Spero Therapeutics is on the hook for up to $1.1 billion in an exclusive license deal with Innovent Biologics for SP001, a third-generation anti-CD40L antibody. Innovent gets an upfront payment, R&D and commercial milestones stacking to that $1.1 billion figure, plus tiered royalties on net sales. Neither company disclosed the upfront split.

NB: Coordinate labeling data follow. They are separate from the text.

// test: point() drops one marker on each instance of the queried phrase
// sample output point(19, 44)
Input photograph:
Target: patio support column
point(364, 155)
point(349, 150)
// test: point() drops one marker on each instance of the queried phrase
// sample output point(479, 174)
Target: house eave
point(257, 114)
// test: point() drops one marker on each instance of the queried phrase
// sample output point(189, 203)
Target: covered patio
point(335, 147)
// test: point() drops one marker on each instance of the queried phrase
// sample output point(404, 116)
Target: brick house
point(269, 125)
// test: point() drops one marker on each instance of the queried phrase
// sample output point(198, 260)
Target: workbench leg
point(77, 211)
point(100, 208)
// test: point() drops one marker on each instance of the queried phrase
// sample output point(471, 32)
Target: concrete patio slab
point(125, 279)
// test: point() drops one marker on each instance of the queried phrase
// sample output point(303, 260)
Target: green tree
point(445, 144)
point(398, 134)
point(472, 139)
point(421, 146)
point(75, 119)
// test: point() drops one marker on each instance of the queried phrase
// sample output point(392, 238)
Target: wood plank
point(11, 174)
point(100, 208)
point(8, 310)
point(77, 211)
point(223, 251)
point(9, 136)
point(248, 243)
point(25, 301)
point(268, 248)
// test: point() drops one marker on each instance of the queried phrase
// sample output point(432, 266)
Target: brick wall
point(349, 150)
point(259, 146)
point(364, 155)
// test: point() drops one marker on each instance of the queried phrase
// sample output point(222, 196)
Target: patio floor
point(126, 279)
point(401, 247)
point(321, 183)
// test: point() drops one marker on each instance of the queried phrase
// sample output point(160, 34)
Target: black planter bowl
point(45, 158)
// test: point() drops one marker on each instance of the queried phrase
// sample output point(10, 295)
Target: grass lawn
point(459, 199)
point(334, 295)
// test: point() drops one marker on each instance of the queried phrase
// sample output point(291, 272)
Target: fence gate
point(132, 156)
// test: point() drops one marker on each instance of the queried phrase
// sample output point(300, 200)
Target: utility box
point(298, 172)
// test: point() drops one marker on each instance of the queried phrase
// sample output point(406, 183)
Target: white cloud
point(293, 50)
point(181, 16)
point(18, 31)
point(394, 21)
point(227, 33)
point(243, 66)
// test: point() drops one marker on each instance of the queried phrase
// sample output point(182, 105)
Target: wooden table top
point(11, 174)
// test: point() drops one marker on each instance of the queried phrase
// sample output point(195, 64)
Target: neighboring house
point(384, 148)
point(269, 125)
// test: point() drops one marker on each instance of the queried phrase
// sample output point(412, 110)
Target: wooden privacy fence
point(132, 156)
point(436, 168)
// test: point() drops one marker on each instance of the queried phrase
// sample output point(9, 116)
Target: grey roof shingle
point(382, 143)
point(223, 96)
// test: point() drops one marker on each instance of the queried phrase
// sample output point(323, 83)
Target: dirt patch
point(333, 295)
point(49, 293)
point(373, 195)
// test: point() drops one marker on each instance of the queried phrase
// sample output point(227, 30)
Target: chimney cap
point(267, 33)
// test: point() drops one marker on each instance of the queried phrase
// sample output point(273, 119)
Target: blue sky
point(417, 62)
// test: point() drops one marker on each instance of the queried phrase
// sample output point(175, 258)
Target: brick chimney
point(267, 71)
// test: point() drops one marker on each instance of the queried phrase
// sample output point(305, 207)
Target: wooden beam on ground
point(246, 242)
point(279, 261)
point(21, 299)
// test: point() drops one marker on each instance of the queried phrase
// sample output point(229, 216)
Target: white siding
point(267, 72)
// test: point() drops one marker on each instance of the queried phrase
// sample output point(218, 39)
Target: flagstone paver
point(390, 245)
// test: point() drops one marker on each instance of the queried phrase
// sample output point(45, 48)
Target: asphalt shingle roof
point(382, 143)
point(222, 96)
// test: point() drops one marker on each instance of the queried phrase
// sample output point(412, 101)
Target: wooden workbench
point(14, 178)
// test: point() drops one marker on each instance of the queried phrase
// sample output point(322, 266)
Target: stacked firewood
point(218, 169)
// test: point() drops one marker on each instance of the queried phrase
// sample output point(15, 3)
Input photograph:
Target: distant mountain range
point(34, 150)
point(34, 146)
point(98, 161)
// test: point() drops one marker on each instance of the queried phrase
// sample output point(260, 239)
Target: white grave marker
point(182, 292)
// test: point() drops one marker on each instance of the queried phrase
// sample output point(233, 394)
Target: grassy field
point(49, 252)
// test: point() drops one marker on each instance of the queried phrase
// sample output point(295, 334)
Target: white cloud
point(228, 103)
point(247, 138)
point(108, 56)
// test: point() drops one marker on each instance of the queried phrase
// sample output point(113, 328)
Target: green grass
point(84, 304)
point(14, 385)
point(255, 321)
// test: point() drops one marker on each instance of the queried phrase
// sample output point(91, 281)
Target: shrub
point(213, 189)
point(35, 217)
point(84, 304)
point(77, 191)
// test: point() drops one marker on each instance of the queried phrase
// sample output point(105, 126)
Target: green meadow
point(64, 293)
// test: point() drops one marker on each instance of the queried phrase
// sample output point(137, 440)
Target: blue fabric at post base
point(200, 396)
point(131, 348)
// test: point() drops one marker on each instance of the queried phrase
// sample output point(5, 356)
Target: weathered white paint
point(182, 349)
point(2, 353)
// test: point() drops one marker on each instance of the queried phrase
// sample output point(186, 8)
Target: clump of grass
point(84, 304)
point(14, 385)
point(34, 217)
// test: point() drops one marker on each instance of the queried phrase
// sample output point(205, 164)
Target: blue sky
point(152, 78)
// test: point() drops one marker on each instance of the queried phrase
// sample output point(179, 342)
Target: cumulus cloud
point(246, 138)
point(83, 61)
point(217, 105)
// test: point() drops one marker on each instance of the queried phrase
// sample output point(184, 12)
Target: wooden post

Here’s what Spero actually gets: global rights outside Greater China to a Phase 2-ready antibody with Phase 1b data already in hand from a Sjögren’s disease trial in China. Spero’s own Phase 2 push targets IgG4-related disease, starting Q2 2027. Innovent keeps China, where it’s running a Sjögren’s Phase 2 starting early 2027.
The financing mechanics are the real story. Spero doesn’t have $1.1 billion sitting around, so it borrowed $105 million from Healthcare Royalty, pledging a chunk of future royalties from GSK-partnered antibiotic Utebzi, approved by the FDA last month for complicated UTIs. That buys runway into the second half of 2029 without touching equity.
This is the small-biotech version of the immunology land grab. AbbVie just paid $10.9 billion, or $135.11 a share, for Apogee Therapeutics and its IL-13 antibody zumilokibart, and Biogen dropped up to $1 billion on RayThera’s preclinical assets in mid-June. Spero can’t outbid AbbVie, so it’s financing an in-license against an approved asset’s cash flow instead of diluting shareholders.
Watch Q2 2027 for the IgG4-related disease readout that decides whether this bet pays off.